The national anthem has been performed with an accordion and a vallenato rhythm on several occasions, notably within the framework of the Festival de la Leyenda Vallenata. Some of these performances have been made by Jorge Celedón, Rafael Orozco and Silvestre Dangond. A version of the anthem in rock rhythm by the group Ekhymosis, of which Juanes was a member, made in 1995 for the radio station Radioacktiva generated controversy in various media.
The animated series El siguiente programa ("The Following Programme"), in episode 4 of the second season, created the parody the "Chibchombia National Anthem", known as the "Anthem of Corruption".
The version of the national anthem on marimba was presented in June 2009 by the secretariat of culture of Valle del Cauca with indigenous rhythms of the Colombian Pacific under the musical direction of Raúl Rosero, in the celebration of the centenary of the creation of the department of Valle del Cauca.
In the National Concert of the Bicentennial of Colombia in July 2010, different versions of the anthem were heard in various cities of the country, in various languages and in various styles of interpretation. The anthem was performed in a llanera harp version with the voice of Orlando "El Cholo" Valderrama and the National Symphony Orchestra in Tame, sung a cappella by Shakira in the city of Leticia, and performed in the Wayuu, Choco and San Andrés–Providencia Creole languages, among others. Shakira performed the anthem again a cappella during the inauguration of the 6th Summit of the Americas at the Cartagena de Indias Convention Center on 14 April 2012.
The national anthem has been referenced through different artistic manifestations. In poetry, two compositions can be mentioned in honour of the national anthem that were published in the newspaper La Pluma de Cali in June 1944, which were included by educator Evangelista Quintana in his article titled La escuela pública da a Colombia su Himno Nacional ("The Public School Gives Colombia Its National Anthem").: 308–309
The triumphal arch erected on the Boyacá Bridge is the only monument that contains the lyrics of the national anthem. The arch was built in 1954 by teacher Luis Alberto Acuña and contains the complete notes of the anthem in the lower part, which is in the same place the Battle of Boyacá took place.

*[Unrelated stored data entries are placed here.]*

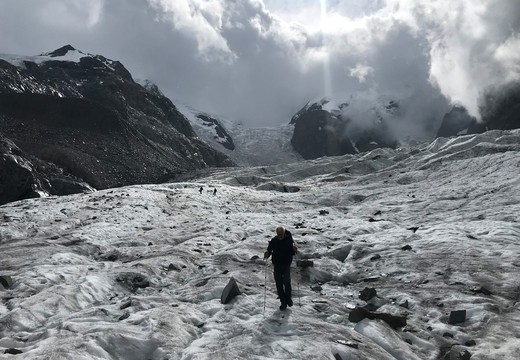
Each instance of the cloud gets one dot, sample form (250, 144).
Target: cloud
(259, 61)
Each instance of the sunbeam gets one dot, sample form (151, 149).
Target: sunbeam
(327, 81)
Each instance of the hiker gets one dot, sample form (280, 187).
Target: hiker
(282, 248)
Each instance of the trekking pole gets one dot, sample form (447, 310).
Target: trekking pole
(265, 284)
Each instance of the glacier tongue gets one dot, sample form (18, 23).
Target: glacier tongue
(137, 272)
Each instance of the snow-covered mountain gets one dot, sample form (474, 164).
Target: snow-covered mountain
(78, 116)
(353, 123)
(245, 146)
(415, 256)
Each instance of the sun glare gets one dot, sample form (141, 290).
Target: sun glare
(327, 85)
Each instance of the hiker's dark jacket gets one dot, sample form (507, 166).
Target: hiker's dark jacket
(281, 249)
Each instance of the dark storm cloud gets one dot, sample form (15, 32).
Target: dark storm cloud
(244, 59)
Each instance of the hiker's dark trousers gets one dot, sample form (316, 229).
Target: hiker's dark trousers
(282, 276)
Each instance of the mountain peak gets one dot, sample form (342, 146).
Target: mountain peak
(62, 51)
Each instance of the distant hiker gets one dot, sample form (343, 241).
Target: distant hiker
(282, 248)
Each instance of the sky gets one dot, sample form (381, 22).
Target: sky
(260, 61)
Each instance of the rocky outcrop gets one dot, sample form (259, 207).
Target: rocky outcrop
(499, 110)
(324, 130)
(17, 180)
(456, 122)
(23, 176)
(85, 115)
(318, 133)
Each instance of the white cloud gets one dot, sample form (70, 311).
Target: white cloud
(201, 20)
(260, 60)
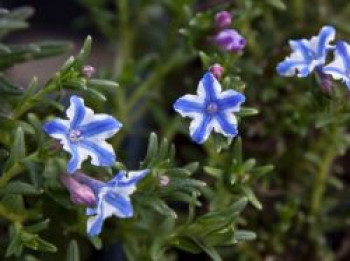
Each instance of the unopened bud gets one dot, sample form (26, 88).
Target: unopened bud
(217, 70)
(223, 19)
(88, 71)
(80, 194)
(164, 181)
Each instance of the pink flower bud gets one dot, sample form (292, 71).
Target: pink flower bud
(223, 19)
(164, 181)
(80, 194)
(88, 71)
(230, 40)
(217, 70)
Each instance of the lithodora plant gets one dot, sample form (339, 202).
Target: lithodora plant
(52, 199)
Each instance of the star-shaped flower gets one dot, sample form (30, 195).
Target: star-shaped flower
(340, 67)
(113, 198)
(84, 135)
(307, 55)
(210, 109)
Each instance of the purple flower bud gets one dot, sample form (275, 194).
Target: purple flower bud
(230, 40)
(217, 70)
(80, 194)
(88, 71)
(223, 19)
(164, 181)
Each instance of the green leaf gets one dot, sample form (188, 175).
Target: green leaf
(217, 173)
(248, 192)
(208, 249)
(152, 150)
(245, 112)
(15, 246)
(36, 228)
(18, 150)
(73, 251)
(244, 235)
(18, 187)
(278, 4)
(84, 53)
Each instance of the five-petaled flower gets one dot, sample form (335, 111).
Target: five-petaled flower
(307, 55)
(113, 197)
(340, 67)
(210, 109)
(84, 135)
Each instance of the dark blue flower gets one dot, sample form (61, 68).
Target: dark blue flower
(307, 55)
(84, 135)
(210, 109)
(340, 67)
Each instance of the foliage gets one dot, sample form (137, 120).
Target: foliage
(210, 198)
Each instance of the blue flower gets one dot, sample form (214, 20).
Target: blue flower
(113, 198)
(340, 67)
(210, 109)
(84, 135)
(307, 55)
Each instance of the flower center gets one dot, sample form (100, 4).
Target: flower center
(75, 135)
(212, 108)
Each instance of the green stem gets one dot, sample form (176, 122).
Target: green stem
(27, 104)
(14, 170)
(124, 45)
(321, 177)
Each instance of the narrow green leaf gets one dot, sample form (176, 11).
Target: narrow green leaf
(208, 249)
(73, 251)
(251, 197)
(18, 187)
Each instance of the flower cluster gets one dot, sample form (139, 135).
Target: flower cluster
(227, 38)
(84, 135)
(311, 55)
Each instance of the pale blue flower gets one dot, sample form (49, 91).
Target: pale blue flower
(113, 198)
(84, 135)
(307, 55)
(210, 109)
(340, 67)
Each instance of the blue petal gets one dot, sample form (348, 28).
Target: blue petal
(95, 226)
(200, 134)
(91, 211)
(228, 128)
(304, 50)
(75, 160)
(283, 68)
(122, 207)
(185, 106)
(122, 180)
(231, 101)
(327, 32)
(105, 158)
(208, 84)
(55, 127)
(342, 51)
(333, 69)
(78, 113)
(109, 124)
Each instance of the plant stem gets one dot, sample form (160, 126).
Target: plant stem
(321, 177)
(14, 170)
(124, 45)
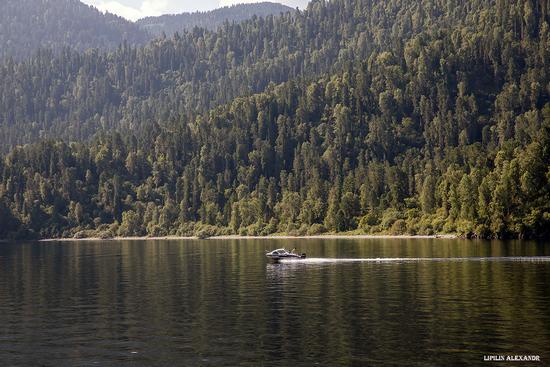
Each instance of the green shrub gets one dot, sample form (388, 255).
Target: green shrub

The façade of the Alberto Castilla Music Hall of the Tolima Conservatory, located in the historic centre of Ibagué, is decorated with a stave that contains the musical notes of the national anthem. The building was built between 1932 and 1934 by architect Elí Moreno Otero and was declared a Bien de Interés Cultural (Site of Cultural Interest) by Decree 745 of 24 April 1996.
An artistic composition was the reason for a stamp in honour of the national anthem issued by the National Postal Administration in 1988 to mark the centenary of the melody.
One of the first references to the national anthem in film appeared on 1 April 1937 in the film Los primeros ensayos del cine parlante nacional ("The First Rehearsals of the National Talking Cinema") produced by the Acevedo brothers, where the National Band, directed by José Rozo Contreras, performs an instrumental interpretation with the symphonic arrangements that were made official in 1946. The premiere of some first films such as Antonia Santos (1944) was accompanied by a live performance of the national anthem.
A short film produced by Rafael Enrique Galán, which was selected by the Ministry of Culture in a competition by the Cinematographic Development Fund in October 2009, was titled ¡Oh gloria inmarcesible!, alluding to the first verse of the national anthem. The production participated in the competition within the category of making short films.